The microbial preparation 1 for promoting the rooting of rice prepared by the invention is applied to a test group. The specific application mode is as follows: according to 15kg/hm each time²The dosage of the microbial preparation 1 is that the microbial preparation 1 is diluted by 30 times with clear water to obtain turbid liquid, and then the turbid liquid is uniformly sprayed once in the rice field in the 1-leaf 1-heart stage, the 2-leaf 1-heart stage, the 3-leaf 1-heart stage and the jointing-pulling booting stage of the rice seedlings respectively. The control group was prepared by replacing the microbial agents for promoting the rooting of rice with an equal amount of clear water, and the rest of the procedures were the same as those of the test group.

The method selects Longdao No. 21 as a test variety, and adopts artificial rice transplanting in the middle ten days of 5 months, wherein the row spacing is 13.3cm, the row spacing is 30cm, and 5 plants are planted in each hole. The same general management is adopted for each cell, and the cells are harvested in the last 10 months. At the leaf stage of rice seedling 3, the height of seedling, leaf age, leaf stiffness, stem base width, above-ground dry weight, root dry weight, weight-height ratio and root-cap ratio of rice were investigated from each plot, and the results are shown in Table 1.

TABLE 1

As can be seen from the data of table 1, the seedling height, leaf age, leaf stiffness, stem base width, overground part dry weight, root dry weight, weight height ratio and root cap ratio of the test group were increased by 9.1%, 4.4%, 11.3%, 10.4%, 14.7%, 10.0%, 7.3%, 9.3%, respectively, as compared to the control. The microbial preparation of the invention can promote the development and growth of rice seedling roots and improve the quality of rice seedlings.

In addition, the change of dry matter and the change of SPAD of flag leaf of rice were examined from each cell sample during the mature period of rice, and the results are shown in fig. 1 and fig. 2, respectively. The results in figure 1 show that the rice dry matter in the test group is increased by 14.2% compared to the control group; the results in FIG. 2 show that the SPAD of the rice flag leaves in the test group was increased by 5.2% compared to the control group. It is demonstrated that the application of the microbial preparation of the present invention can promote the growth of rice seedlings.
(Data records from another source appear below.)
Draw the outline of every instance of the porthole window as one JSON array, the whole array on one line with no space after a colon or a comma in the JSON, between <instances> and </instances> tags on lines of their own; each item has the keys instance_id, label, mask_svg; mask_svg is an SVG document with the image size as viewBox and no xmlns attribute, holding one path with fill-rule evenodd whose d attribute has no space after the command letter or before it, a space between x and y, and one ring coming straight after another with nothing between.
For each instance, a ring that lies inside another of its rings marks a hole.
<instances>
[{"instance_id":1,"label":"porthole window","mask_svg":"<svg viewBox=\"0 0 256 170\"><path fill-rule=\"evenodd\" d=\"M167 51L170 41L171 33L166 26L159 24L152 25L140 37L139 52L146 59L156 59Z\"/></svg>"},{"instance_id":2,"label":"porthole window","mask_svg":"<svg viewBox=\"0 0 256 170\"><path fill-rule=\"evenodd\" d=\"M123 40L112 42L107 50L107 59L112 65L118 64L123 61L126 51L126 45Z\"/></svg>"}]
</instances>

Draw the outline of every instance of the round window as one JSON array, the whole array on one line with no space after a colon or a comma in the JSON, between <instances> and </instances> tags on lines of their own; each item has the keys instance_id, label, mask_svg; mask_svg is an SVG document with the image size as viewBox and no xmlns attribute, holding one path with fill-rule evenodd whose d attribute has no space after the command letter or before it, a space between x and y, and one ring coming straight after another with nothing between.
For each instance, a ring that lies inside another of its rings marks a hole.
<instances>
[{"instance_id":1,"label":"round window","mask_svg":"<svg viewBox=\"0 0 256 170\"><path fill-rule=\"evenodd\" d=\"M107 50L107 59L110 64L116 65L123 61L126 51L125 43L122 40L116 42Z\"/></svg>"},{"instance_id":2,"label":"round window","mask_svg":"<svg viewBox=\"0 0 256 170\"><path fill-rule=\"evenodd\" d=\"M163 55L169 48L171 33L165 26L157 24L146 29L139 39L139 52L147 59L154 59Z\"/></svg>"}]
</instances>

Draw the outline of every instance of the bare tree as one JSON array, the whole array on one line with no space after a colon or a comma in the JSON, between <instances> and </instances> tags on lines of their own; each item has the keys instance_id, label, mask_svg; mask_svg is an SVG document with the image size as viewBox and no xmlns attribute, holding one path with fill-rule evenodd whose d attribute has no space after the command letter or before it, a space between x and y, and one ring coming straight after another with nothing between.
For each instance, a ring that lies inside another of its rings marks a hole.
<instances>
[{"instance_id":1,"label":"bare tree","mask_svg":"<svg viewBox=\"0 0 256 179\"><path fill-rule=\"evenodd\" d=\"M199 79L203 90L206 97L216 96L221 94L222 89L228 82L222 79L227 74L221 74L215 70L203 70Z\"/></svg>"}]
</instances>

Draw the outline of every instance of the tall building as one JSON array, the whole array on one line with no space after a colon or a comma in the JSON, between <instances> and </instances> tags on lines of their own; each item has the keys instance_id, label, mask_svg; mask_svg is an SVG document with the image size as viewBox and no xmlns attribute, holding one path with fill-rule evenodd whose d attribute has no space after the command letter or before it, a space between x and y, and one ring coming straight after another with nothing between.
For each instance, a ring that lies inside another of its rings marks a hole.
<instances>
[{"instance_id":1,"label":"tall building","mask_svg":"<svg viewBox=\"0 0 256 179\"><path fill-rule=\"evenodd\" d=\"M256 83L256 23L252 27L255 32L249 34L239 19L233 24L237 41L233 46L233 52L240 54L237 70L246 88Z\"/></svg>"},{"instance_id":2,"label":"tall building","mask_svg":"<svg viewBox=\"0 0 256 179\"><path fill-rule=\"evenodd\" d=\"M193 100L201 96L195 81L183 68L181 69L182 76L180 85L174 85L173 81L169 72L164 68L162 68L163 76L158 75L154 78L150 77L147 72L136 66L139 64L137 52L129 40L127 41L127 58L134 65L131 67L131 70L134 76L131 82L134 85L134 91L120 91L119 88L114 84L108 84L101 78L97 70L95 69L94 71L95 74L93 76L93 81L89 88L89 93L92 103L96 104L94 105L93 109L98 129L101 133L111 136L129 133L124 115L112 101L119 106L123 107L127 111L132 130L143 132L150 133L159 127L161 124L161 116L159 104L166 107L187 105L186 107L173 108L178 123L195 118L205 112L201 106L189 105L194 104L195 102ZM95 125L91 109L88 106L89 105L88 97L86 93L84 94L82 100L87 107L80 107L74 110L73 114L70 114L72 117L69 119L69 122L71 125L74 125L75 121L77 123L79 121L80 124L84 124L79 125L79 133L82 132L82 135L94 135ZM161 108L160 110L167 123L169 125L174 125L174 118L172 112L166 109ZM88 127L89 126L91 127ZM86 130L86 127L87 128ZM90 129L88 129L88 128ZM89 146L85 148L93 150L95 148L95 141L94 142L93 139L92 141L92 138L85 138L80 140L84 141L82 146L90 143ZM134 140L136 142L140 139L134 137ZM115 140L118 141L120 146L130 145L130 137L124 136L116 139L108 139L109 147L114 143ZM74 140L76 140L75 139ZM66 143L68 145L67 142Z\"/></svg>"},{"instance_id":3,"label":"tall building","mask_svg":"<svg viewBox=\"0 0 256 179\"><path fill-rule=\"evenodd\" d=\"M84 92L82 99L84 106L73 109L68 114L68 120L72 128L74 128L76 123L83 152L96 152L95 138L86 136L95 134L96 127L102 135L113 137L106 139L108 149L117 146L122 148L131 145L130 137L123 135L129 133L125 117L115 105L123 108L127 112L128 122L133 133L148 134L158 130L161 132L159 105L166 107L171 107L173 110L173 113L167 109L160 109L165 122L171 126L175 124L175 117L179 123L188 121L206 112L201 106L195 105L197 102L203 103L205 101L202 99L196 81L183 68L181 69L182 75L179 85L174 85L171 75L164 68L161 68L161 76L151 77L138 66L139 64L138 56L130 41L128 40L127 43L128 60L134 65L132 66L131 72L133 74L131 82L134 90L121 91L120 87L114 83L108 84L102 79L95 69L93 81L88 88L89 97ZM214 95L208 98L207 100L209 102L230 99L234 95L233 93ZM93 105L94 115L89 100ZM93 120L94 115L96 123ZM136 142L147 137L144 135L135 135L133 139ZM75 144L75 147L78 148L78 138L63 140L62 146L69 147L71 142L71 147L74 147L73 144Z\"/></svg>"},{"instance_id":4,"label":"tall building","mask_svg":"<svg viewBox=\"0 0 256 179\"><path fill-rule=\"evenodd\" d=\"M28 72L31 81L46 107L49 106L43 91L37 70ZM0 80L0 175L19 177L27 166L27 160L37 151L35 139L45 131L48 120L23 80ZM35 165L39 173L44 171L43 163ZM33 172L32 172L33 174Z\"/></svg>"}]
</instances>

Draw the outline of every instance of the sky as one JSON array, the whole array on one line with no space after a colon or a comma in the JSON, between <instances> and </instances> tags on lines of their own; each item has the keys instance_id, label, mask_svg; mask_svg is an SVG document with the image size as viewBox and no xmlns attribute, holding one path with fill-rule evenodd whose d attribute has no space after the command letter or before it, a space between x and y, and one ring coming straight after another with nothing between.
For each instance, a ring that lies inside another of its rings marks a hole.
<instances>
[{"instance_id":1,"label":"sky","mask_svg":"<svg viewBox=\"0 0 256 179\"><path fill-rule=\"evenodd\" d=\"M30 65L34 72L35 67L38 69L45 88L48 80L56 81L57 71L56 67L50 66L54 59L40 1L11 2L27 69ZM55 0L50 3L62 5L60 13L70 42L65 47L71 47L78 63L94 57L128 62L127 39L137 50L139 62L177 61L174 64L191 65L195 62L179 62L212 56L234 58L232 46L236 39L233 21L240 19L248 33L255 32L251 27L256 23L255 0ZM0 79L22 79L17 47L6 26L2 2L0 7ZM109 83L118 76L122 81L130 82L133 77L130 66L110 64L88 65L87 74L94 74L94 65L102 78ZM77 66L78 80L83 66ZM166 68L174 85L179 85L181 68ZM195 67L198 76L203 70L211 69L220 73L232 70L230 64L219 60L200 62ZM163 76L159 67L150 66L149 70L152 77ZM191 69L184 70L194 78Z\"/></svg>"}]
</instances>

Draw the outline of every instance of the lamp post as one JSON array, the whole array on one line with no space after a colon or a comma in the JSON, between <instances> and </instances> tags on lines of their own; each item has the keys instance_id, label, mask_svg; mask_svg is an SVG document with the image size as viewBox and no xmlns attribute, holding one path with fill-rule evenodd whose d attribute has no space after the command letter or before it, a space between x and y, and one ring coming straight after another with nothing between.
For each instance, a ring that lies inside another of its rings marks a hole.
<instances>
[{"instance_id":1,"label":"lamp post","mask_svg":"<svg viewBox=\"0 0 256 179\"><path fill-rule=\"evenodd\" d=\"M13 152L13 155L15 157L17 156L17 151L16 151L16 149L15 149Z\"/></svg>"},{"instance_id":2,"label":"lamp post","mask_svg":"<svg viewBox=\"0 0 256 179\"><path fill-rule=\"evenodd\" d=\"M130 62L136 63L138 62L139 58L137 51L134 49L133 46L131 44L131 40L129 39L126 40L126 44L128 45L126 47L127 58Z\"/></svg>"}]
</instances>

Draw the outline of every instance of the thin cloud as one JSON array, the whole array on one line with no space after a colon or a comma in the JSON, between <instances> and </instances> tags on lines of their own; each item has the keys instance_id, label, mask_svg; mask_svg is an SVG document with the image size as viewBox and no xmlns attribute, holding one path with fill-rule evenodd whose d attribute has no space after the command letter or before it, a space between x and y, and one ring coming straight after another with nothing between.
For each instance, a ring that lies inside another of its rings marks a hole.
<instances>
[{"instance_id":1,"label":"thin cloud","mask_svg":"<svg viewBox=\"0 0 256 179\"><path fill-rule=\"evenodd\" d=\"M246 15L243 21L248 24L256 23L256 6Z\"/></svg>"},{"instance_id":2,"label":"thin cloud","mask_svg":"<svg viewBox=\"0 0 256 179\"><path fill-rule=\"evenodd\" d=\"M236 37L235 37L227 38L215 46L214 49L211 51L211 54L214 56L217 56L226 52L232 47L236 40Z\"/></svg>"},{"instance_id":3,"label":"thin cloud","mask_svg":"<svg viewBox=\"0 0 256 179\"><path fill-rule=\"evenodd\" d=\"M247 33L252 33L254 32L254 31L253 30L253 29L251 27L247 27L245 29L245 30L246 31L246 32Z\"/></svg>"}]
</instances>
When the rice is harvested, each cell is randomly sampled to carry out indoor test, the effective spike number, the grain number per spike, the setting rate and the thousand-grain weight of each group are investigated, the rice yield of the cell is counted after the rice is harvested, and the result is shown in table 2.

TABLE 2

The results in table 2 show that, compared with the control, the effective ear number of the test group is increased by 2.4%, the grain number per ear is increased by 11.5%, the maturing rate is increased by 5.5%, the thousand kernel weight is increased by 1.3%, and the rice yield is increased by 7.8%. It is demonstrated that the application of the microbial preparation of the present invention can improve the yield of rice.

The above description is only an embodiment of the present invention, and not intended to limit the scope of the present invention, and all equivalent structural changes made by using the contents of the present specification, or any other related technical fields directly or indirectly, are included in the scope of the present invention.